The jury found Robson was to blame for the foreclosure and eviction.
In late 1990, still believing Robson could reclaim the camp for them, the McLaughlins reached an agreement with businessman Masayoshi Okumura. Okumura paid them to build tourist cabins and a building designed for aurora viewing at the camp.
But the McLaughlins didn't tell Okumura about the ownership dispute, and when they lost the camp he sued them for fraud and won a judgment of just over $1 million.
The McLaughlins claimed Robson told them they were not obliged to tell Okumura about the ownership issues, which Robson denied during the trial.
But the jury this week found that Robson was directly responsible for the loss of that suit.
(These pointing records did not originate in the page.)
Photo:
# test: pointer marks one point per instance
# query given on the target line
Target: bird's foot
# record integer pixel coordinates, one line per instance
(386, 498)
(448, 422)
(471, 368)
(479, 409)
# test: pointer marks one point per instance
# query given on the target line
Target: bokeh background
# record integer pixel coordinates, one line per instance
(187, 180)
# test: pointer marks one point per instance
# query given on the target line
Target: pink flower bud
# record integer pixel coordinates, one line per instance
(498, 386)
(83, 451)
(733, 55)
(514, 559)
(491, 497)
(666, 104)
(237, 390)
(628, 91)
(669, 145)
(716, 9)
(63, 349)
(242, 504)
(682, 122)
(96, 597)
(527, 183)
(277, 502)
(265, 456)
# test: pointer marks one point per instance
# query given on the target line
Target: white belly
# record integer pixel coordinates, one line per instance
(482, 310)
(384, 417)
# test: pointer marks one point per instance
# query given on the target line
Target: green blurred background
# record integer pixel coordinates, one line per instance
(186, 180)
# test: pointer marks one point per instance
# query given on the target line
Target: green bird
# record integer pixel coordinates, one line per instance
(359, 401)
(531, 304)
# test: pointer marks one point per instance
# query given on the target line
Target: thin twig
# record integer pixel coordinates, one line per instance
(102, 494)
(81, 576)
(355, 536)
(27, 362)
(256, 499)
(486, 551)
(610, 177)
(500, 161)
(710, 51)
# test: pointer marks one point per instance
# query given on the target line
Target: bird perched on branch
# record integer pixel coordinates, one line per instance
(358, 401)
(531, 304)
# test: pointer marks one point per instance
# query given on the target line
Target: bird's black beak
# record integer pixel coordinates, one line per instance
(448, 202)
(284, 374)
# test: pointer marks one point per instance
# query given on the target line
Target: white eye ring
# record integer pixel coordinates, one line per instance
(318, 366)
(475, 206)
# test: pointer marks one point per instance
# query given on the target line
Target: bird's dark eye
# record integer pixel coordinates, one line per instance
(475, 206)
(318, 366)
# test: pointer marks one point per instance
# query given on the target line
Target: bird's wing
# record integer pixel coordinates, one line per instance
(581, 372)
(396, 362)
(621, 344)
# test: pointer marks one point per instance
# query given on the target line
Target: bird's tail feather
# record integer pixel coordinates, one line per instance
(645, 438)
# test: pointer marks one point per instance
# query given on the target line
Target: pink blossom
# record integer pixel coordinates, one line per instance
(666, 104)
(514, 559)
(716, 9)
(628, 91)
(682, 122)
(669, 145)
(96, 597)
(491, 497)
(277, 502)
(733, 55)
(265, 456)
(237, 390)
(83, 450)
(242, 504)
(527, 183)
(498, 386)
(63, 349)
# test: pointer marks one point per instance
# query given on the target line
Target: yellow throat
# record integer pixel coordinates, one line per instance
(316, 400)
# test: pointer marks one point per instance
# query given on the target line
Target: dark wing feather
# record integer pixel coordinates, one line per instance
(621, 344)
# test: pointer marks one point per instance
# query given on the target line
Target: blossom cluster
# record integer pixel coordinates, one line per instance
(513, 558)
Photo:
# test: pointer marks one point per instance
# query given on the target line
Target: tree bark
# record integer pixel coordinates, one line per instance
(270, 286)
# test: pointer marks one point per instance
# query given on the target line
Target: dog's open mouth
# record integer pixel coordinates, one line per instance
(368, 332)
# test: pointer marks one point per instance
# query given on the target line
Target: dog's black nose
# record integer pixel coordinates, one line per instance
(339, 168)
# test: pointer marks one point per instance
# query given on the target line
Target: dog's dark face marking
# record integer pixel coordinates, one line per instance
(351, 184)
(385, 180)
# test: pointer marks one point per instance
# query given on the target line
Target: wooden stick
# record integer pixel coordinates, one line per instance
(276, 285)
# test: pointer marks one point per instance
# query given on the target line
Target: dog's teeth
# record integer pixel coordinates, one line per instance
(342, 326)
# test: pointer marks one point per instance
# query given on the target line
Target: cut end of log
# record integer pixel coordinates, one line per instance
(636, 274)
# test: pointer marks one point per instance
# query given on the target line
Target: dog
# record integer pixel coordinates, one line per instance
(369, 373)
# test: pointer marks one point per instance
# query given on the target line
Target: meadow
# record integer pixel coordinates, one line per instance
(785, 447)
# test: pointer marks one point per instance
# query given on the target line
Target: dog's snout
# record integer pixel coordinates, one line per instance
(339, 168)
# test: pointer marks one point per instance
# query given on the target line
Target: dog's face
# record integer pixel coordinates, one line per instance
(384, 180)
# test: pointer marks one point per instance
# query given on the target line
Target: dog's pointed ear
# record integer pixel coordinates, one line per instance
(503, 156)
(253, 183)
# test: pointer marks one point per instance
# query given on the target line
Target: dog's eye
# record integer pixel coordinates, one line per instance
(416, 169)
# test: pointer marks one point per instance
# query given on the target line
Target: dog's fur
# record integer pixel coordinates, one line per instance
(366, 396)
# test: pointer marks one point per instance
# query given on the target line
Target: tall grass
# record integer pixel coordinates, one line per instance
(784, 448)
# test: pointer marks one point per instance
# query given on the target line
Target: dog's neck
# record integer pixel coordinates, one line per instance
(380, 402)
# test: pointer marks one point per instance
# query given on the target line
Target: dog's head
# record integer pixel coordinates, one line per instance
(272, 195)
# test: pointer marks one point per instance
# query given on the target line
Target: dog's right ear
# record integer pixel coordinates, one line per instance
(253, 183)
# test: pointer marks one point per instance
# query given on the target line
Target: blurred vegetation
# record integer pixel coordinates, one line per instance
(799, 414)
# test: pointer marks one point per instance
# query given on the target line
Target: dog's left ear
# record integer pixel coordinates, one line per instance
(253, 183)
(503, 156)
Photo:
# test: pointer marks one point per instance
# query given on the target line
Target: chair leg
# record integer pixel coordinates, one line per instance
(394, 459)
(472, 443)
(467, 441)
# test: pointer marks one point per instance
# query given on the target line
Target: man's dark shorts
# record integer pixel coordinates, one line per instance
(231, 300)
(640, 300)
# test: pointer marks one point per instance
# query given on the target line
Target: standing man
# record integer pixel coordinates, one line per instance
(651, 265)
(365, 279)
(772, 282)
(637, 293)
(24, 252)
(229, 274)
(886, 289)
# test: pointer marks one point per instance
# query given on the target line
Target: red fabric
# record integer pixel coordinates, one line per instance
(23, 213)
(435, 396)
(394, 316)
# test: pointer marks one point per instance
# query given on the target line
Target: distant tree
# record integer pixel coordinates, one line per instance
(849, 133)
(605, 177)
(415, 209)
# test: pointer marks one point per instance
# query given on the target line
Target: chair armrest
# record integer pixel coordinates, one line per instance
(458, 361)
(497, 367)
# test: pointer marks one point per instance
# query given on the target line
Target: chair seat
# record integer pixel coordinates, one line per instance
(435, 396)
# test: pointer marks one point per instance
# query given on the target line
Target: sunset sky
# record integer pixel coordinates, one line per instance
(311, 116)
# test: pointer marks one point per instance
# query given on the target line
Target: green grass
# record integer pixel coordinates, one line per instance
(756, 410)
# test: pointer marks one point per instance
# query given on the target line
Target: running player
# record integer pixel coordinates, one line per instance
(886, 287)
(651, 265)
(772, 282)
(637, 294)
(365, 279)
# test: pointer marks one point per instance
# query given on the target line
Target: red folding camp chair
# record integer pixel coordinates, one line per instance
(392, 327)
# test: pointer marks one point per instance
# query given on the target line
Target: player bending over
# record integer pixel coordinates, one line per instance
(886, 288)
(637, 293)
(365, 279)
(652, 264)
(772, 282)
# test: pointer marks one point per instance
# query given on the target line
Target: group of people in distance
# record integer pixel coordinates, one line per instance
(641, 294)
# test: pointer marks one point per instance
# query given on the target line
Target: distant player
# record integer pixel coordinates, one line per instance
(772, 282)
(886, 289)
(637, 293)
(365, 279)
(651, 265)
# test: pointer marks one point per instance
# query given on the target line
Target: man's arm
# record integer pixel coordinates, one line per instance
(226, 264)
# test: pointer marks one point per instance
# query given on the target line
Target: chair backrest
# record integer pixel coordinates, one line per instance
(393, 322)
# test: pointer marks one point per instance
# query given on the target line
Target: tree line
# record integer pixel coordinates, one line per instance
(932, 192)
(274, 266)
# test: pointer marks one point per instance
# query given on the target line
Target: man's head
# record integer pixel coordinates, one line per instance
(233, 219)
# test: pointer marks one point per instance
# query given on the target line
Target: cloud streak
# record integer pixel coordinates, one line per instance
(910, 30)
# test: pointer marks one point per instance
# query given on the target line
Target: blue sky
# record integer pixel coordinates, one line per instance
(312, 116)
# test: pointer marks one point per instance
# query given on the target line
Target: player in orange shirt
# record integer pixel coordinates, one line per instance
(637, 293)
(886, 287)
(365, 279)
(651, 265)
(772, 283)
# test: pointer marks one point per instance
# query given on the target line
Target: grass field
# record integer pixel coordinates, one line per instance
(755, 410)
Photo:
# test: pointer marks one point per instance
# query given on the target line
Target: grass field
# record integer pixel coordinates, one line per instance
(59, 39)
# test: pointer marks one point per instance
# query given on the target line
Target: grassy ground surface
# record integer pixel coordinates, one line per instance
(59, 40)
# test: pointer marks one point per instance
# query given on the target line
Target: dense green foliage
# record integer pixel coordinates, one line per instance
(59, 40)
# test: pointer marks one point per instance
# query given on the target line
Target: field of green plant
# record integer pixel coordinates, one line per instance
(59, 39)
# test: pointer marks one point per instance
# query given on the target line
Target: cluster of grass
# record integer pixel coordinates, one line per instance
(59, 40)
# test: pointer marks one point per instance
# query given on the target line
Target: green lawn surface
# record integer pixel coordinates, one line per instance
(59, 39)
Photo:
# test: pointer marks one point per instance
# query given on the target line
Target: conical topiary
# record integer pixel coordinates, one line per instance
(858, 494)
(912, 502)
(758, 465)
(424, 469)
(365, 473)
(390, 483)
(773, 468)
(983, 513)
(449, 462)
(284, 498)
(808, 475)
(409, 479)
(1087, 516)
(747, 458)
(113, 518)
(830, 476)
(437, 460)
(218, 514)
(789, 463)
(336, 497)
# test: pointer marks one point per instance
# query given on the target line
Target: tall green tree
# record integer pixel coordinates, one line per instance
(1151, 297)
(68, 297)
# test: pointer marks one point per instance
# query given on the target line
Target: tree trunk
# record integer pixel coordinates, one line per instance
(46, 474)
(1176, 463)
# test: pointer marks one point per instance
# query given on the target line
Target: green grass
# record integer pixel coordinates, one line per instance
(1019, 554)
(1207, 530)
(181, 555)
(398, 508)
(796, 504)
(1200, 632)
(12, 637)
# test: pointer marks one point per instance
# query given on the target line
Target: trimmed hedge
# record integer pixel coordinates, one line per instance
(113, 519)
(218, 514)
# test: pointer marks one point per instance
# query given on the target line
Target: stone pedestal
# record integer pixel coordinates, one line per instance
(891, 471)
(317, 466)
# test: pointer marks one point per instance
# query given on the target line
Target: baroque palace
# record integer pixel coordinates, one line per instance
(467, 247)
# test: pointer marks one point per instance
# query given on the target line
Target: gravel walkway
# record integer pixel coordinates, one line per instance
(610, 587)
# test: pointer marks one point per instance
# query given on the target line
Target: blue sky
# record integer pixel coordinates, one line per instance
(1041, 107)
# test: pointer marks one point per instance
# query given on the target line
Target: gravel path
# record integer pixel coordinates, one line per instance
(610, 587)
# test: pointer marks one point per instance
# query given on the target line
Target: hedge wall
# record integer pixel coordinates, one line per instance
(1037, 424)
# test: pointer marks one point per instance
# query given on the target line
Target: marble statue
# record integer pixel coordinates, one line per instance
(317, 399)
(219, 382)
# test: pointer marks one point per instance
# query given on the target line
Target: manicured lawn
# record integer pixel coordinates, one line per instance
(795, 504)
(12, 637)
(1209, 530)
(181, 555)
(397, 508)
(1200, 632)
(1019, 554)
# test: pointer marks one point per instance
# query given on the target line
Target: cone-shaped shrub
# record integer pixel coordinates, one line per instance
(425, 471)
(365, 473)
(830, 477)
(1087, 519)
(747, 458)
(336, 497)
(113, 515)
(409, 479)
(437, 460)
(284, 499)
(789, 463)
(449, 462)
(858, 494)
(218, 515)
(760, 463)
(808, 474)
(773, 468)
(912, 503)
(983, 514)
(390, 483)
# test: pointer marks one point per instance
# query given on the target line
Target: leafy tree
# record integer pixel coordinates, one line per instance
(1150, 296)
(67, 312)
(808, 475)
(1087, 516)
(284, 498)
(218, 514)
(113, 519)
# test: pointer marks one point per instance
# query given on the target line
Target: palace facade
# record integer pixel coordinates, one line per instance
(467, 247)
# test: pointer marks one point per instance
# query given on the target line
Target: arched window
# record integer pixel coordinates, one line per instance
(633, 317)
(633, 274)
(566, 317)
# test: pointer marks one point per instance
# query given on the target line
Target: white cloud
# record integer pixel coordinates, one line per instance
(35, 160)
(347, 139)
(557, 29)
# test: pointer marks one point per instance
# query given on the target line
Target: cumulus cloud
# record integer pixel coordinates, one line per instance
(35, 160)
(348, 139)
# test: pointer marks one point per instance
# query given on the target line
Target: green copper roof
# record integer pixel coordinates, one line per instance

Two related suits were pending against the McLaughlins in the early 1990s. In August 1993, their bankruptcy trustee agreed to sell the Mclaughlins' interest in the suits to the Chatanika Gold Camp Partnership.
It wasn't clear whether the trustee had in the process also sold away the couple's right to sue Robson for malpractice. The McLaughlins filed a motion for clarification in bankruptcy court.
It was here, the jury concluded, that Robson's behavior crossed the line from negligence to fraud. In December 1994, Robson signed an agreement to drop the McLaughlins' motion for clarification, without consulting them.
Robson admitted signing the document without speaking to the McLaughlins, but said it was just one in a stack of documents and he had not realized its significance.
The jury also decided Robson was negligent in the bankruptcy proceeding by failing to inform the McLaughlins that their right to sue him counted as an asset.
Finally, the jury ruled that Robson's decision to transfer the land parcels to his wife and the trust was an attempt to protect those parcels from a potential lawsuit.
The McLaughlins' lawyer noted the process of transferring the land began the same day in 1995 that the couple threatened to sue.
Altogether, the jury awarded the McLaughlins $2,269,454, including $300,000 in non-economic damages, such as pain and suffering, and $750,000 in punitive damages.